11月になり冬も一歩手前ということで、日本の雪についての話をしたいと思います。
皆さん、世界最大の豪雪地と言えばどこの国を思い浮かべるでしょうか?
ロシアやカナダや北欧などの国を思い浮かべる人が多いでしょうが、これらの国以上の豪雪を誇る国があります。
それが日本です。
このことは海外の反応サイトで話題になることもあるのですが、多くの人は意外に思うようです。
確かに日本より北にあるロシアやカナダのほうがイメージ的に雪が降りそうな気がしてしまいます。
では、ここで大雪が降る3つの条件を説明しましょう。
1つ目は『寒さ』で、当然寒くなければ雪にならず雨になってしまいます。
2つ目は『湿った空気』で、これにより雨雲が形成されます。
3つ目は『上昇気流』で、この上昇気流が形成された雲が発達させ大量の雨や雪を降らせます。
以上の条件の中で、日本の寒さはカナダやロシアに比べると大したことがなく、そのためそれらの国のほうが積雪が多いという誤解を生むのです。
しかし、日本は海に囲まれた島国のため周囲には湿った空気が大量にあり、また世界有数の火山国家である日本は国土の73%が山地なため上昇気流ができやすい環境にあります。
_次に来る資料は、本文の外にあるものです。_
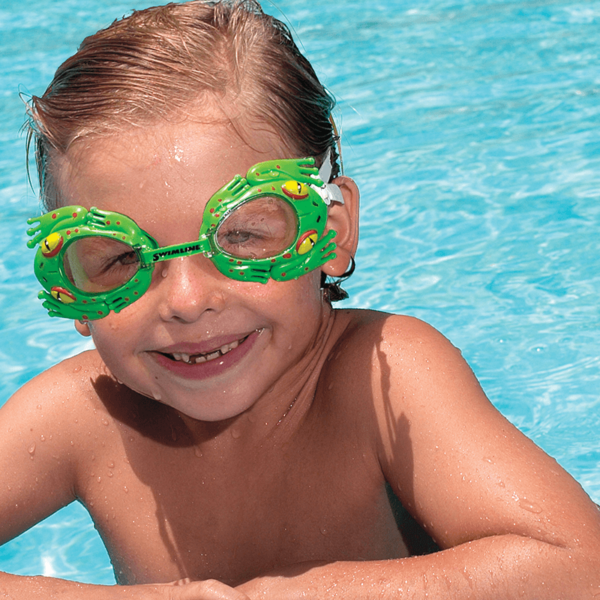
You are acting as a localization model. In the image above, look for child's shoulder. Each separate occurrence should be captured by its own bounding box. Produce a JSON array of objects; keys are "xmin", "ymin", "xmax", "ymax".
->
[
  {"xmin": 3, "ymin": 350, "xmax": 117, "ymax": 430},
  {"xmin": 333, "ymin": 310, "xmax": 462, "ymax": 370}
]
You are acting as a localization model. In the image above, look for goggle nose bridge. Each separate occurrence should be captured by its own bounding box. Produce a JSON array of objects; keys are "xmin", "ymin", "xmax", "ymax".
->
[{"xmin": 138, "ymin": 234, "xmax": 215, "ymax": 268}]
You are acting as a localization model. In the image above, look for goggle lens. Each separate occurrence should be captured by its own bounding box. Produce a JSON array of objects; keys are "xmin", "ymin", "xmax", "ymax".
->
[
  {"xmin": 63, "ymin": 236, "xmax": 140, "ymax": 294},
  {"xmin": 216, "ymin": 196, "xmax": 298, "ymax": 259}
]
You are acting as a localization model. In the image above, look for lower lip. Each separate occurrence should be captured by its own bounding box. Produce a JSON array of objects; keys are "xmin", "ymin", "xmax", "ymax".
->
[{"xmin": 151, "ymin": 331, "xmax": 260, "ymax": 380}]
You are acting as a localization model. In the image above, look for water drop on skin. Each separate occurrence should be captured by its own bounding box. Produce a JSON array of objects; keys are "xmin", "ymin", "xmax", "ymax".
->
[{"xmin": 519, "ymin": 498, "xmax": 542, "ymax": 515}]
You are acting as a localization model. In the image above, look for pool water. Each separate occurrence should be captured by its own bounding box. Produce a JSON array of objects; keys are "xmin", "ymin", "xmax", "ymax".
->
[{"xmin": 0, "ymin": 0, "xmax": 600, "ymax": 583}]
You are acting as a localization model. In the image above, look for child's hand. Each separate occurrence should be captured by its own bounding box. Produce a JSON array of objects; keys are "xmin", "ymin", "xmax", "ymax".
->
[{"xmin": 150, "ymin": 579, "xmax": 250, "ymax": 600}]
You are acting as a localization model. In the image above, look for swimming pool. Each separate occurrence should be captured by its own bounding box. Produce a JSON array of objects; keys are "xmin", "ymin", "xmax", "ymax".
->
[{"xmin": 0, "ymin": 0, "xmax": 600, "ymax": 583}]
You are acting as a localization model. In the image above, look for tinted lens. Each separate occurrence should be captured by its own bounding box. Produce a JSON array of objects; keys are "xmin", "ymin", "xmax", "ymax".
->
[
  {"xmin": 63, "ymin": 236, "xmax": 140, "ymax": 294},
  {"xmin": 217, "ymin": 196, "xmax": 298, "ymax": 258}
]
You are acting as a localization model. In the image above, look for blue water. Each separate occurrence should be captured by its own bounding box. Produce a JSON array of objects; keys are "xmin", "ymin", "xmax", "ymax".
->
[{"xmin": 0, "ymin": 0, "xmax": 600, "ymax": 583}]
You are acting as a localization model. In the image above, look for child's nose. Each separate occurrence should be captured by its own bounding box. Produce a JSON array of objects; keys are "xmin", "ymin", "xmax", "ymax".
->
[{"xmin": 155, "ymin": 256, "xmax": 225, "ymax": 323}]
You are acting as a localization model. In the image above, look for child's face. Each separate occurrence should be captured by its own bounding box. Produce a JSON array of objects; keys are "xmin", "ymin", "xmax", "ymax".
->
[{"xmin": 54, "ymin": 118, "xmax": 329, "ymax": 421}]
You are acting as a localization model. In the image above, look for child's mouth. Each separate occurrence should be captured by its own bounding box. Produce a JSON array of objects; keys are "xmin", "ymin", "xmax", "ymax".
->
[{"xmin": 164, "ymin": 336, "xmax": 249, "ymax": 365}]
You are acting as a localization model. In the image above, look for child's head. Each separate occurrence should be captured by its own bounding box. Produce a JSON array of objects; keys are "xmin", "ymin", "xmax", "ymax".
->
[{"xmin": 31, "ymin": 0, "xmax": 339, "ymax": 210}]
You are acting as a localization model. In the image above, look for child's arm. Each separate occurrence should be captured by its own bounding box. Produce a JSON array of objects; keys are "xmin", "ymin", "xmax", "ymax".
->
[
  {"xmin": 239, "ymin": 317, "xmax": 600, "ymax": 600},
  {"xmin": 0, "ymin": 361, "xmax": 248, "ymax": 600}
]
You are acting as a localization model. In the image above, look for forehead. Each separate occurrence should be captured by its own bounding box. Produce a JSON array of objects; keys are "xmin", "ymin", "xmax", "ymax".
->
[{"xmin": 51, "ymin": 121, "xmax": 289, "ymax": 220}]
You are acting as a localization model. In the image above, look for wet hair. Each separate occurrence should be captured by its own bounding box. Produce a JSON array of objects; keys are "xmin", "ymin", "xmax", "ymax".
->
[{"xmin": 27, "ymin": 0, "xmax": 350, "ymax": 300}]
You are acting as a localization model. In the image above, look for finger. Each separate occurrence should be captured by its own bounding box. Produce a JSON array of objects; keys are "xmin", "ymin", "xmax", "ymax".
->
[{"xmin": 171, "ymin": 579, "xmax": 250, "ymax": 600}]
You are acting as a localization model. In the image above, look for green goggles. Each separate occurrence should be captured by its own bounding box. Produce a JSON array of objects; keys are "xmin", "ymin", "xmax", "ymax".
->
[{"xmin": 27, "ymin": 157, "xmax": 342, "ymax": 321}]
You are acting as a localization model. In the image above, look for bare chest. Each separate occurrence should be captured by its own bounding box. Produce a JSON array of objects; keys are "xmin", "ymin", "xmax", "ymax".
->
[{"xmin": 81, "ymin": 420, "xmax": 407, "ymax": 584}]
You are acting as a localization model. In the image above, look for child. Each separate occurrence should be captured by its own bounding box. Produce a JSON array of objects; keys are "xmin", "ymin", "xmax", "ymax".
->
[{"xmin": 0, "ymin": 1, "xmax": 600, "ymax": 600}]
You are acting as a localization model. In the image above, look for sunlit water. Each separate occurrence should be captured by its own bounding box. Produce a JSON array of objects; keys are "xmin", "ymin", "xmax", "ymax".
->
[{"xmin": 0, "ymin": 0, "xmax": 600, "ymax": 583}]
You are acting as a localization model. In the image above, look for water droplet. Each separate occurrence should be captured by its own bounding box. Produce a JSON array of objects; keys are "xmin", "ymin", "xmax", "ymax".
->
[{"xmin": 519, "ymin": 498, "xmax": 542, "ymax": 515}]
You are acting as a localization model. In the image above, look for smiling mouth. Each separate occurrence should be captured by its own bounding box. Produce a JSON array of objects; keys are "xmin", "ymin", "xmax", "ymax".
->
[{"xmin": 161, "ymin": 335, "xmax": 250, "ymax": 365}]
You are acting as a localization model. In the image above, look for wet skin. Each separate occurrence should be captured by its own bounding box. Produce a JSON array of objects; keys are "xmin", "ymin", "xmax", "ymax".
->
[{"xmin": 0, "ymin": 116, "xmax": 600, "ymax": 600}]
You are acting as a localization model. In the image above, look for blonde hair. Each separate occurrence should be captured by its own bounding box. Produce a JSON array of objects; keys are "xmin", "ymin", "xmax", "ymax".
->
[{"xmin": 27, "ymin": 0, "xmax": 339, "ymax": 210}]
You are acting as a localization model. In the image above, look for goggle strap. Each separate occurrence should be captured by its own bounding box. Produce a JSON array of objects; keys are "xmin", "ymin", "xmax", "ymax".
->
[
  {"xmin": 141, "ymin": 237, "xmax": 212, "ymax": 264},
  {"xmin": 317, "ymin": 148, "xmax": 344, "ymax": 206}
]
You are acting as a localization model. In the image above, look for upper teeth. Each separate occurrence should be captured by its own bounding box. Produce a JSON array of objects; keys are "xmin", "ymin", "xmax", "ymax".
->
[{"xmin": 172, "ymin": 340, "xmax": 243, "ymax": 364}]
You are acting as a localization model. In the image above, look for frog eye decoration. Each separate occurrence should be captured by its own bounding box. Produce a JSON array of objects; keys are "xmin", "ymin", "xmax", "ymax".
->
[
  {"xmin": 40, "ymin": 232, "xmax": 64, "ymax": 258},
  {"xmin": 296, "ymin": 229, "xmax": 319, "ymax": 254},
  {"xmin": 281, "ymin": 181, "xmax": 308, "ymax": 200},
  {"xmin": 50, "ymin": 286, "xmax": 77, "ymax": 304}
]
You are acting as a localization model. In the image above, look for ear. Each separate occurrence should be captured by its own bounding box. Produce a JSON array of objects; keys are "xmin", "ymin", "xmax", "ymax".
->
[
  {"xmin": 75, "ymin": 321, "xmax": 92, "ymax": 337},
  {"xmin": 321, "ymin": 176, "xmax": 360, "ymax": 277}
]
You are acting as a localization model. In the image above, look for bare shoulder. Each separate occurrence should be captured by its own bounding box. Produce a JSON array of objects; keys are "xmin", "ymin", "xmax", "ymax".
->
[
  {"xmin": 3, "ymin": 350, "xmax": 106, "ymax": 422},
  {"xmin": 334, "ymin": 310, "xmax": 460, "ymax": 388},
  {"xmin": 0, "ymin": 352, "xmax": 112, "ymax": 543},
  {"xmin": 332, "ymin": 312, "xmax": 600, "ymax": 547}
]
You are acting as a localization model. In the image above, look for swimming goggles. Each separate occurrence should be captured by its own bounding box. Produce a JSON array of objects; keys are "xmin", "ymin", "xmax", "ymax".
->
[{"xmin": 27, "ymin": 156, "xmax": 343, "ymax": 321}]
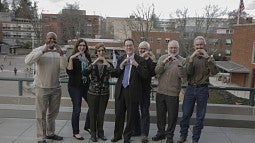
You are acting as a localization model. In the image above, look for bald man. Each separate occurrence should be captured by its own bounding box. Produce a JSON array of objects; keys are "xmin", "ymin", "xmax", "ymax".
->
[{"xmin": 25, "ymin": 32, "xmax": 67, "ymax": 143}]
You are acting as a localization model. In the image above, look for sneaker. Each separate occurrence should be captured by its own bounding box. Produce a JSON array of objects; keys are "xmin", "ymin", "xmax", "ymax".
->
[
  {"xmin": 142, "ymin": 136, "xmax": 149, "ymax": 143},
  {"xmin": 46, "ymin": 135, "xmax": 63, "ymax": 141},
  {"xmin": 152, "ymin": 134, "xmax": 166, "ymax": 141},
  {"xmin": 38, "ymin": 140, "xmax": 47, "ymax": 143},
  {"xmin": 177, "ymin": 137, "xmax": 186, "ymax": 143}
]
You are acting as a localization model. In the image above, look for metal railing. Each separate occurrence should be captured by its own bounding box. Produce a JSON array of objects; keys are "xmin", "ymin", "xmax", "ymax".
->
[{"xmin": 0, "ymin": 77, "xmax": 255, "ymax": 106}]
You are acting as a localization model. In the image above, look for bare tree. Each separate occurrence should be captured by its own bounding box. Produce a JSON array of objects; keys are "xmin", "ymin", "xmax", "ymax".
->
[
  {"xmin": 126, "ymin": 4, "xmax": 158, "ymax": 42},
  {"xmin": 204, "ymin": 5, "xmax": 227, "ymax": 37},
  {"xmin": 228, "ymin": 9, "xmax": 248, "ymax": 28},
  {"xmin": 59, "ymin": 2, "xmax": 88, "ymax": 43},
  {"xmin": 175, "ymin": 8, "xmax": 188, "ymax": 36},
  {"xmin": 0, "ymin": 0, "xmax": 10, "ymax": 12}
]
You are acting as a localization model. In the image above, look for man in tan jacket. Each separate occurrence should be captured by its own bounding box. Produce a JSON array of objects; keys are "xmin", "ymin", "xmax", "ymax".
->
[
  {"xmin": 25, "ymin": 32, "xmax": 67, "ymax": 143},
  {"xmin": 152, "ymin": 40, "xmax": 186, "ymax": 143}
]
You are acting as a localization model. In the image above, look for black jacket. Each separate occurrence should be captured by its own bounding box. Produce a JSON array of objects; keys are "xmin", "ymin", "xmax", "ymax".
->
[
  {"xmin": 86, "ymin": 63, "xmax": 113, "ymax": 95},
  {"xmin": 114, "ymin": 54, "xmax": 149, "ymax": 102}
]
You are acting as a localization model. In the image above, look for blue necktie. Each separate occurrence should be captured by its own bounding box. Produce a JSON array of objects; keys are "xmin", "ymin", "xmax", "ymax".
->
[{"xmin": 122, "ymin": 63, "xmax": 131, "ymax": 88}]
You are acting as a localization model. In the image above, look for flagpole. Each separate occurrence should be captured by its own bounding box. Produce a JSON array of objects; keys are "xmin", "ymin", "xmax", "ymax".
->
[{"xmin": 237, "ymin": 8, "xmax": 240, "ymax": 24}]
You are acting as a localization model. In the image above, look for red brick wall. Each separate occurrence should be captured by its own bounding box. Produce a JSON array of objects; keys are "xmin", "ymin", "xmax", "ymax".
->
[
  {"xmin": 231, "ymin": 73, "xmax": 249, "ymax": 87},
  {"xmin": 231, "ymin": 24, "xmax": 255, "ymax": 86},
  {"xmin": 132, "ymin": 31, "xmax": 180, "ymax": 56}
]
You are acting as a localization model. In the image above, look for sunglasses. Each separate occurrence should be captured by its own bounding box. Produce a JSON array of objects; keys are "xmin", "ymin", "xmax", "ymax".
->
[{"xmin": 97, "ymin": 50, "xmax": 105, "ymax": 52}]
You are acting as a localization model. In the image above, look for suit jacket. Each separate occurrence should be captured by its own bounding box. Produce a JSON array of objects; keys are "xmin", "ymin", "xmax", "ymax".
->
[{"xmin": 114, "ymin": 54, "xmax": 149, "ymax": 102}]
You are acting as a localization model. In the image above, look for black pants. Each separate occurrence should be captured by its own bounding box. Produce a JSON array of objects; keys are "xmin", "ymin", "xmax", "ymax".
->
[
  {"xmin": 68, "ymin": 87, "xmax": 90, "ymax": 134},
  {"xmin": 88, "ymin": 94, "xmax": 109, "ymax": 137},
  {"xmin": 114, "ymin": 88, "xmax": 138, "ymax": 140},
  {"xmin": 156, "ymin": 93, "xmax": 179, "ymax": 138},
  {"xmin": 134, "ymin": 93, "xmax": 150, "ymax": 136}
]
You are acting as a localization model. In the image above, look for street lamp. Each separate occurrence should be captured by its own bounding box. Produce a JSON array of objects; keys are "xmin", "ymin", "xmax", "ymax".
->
[{"xmin": 31, "ymin": 32, "xmax": 36, "ymax": 75}]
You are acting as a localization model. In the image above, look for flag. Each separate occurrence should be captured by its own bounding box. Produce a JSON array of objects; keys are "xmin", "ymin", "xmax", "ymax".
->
[
  {"xmin": 112, "ymin": 50, "xmax": 118, "ymax": 68},
  {"xmin": 239, "ymin": 0, "xmax": 245, "ymax": 13}
]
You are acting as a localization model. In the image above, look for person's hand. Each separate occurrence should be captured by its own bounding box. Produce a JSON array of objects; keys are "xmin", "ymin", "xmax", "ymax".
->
[
  {"xmin": 199, "ymin": 49, "xmax": 209, "ymax": 58},
  {"xmin": 163, "ymin": 54, "xmax": 175, "ymax": 64},
  {"xmin": 120, "ymin": 58, "xmax": 130, "ymax": 69},
  {"xmin": 130, "ymin": 59, "xmax": 138, "ymax": 67},
  {"xmin": 70, "ymin": 52, "xmax": 82, "ymax": 59},
  {"xmin": 53, "ymin": 44, "xmax": 64, "ymax": 56},
  {"xmin": 43, "ymin": 43, "xmax": 55, "ymax": 53}
]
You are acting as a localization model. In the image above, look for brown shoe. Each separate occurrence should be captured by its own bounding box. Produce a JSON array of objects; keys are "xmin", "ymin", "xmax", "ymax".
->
[{"xmin": 177, "ymin": 137, "xmax": 186, "ymax": 143}]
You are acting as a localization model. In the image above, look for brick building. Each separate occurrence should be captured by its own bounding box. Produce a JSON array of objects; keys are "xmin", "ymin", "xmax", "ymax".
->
[
  {"xmin": 217, "ymin": 23, "xmax": 255, "ymax": 86},
  {"xmin": 132, "ymin": 31, "xmax": 180, "ymax": 58}
]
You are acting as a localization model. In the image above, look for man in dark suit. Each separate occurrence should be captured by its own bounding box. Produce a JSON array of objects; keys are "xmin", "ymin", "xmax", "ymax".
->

具体的に日本の冬は、大陸からの季節風が常に吹き込み、それが日本海の湿った空気を取り込みます。
そして、その湿った空気が日本中央にある山々ぶつかり上昇気流が発生するため、日本の日本海側はとても雪が降りやすく海外の人がビックリするようなレベルの積雪になるのです。
特に有名なのが富山県の立山にある『雪の大谷』で、この雪の大谷は海外の反応サイトでも度々話題になっている場所です。
では、ここで雪の大谷の画像と動画をいくつか紹介します。
以上のように冗談かと思うようなレベルの積雪で、雪の大谷は毎冬この画像のような状況になります。
積雪量は多いとき20mにもなるというのですから驚きです。
ここは吹き溜まりなため積雪量の指標としては適切ではありませんが、いずれにせよ日本の積雪量は世界最大レベルとなっています。
以下、適切な計測による日本の積雪記録ランキングです。
1位:566cm(青森県酸ケ湯、2013年2月26日)
2位:463cm(新潟県守門、1981年2月9日)
3位:445cm(山形県肘折、2018年2月13日)
4位:416cm(新潟県津南、2006年2月5日)
5位:391cm(新潟県十日町、1981年2月28日)
6位:377cm(新潟県高田、1945年2月26日)
7位:363cm(新潟県小出、1981年2月28日)
8位:362cm(新潟県関山、1984年3月1日)
9位:358cm(新潟県湯沢、2006年1月28日)
10位:353cm(長野県野沢温泉、1984年3月22日)
このランキングを見ればわかるように、日本では人の背丈以上の積雪量になることは珍しくありません。
ただし、日本の主要都市である東京、大阪、名古屋は太平洋側にある都市のためほとんど雪は降らず、同じく主要都市の福岡は、経度的に日本海側にあっても雪が降ることが少なくなっています。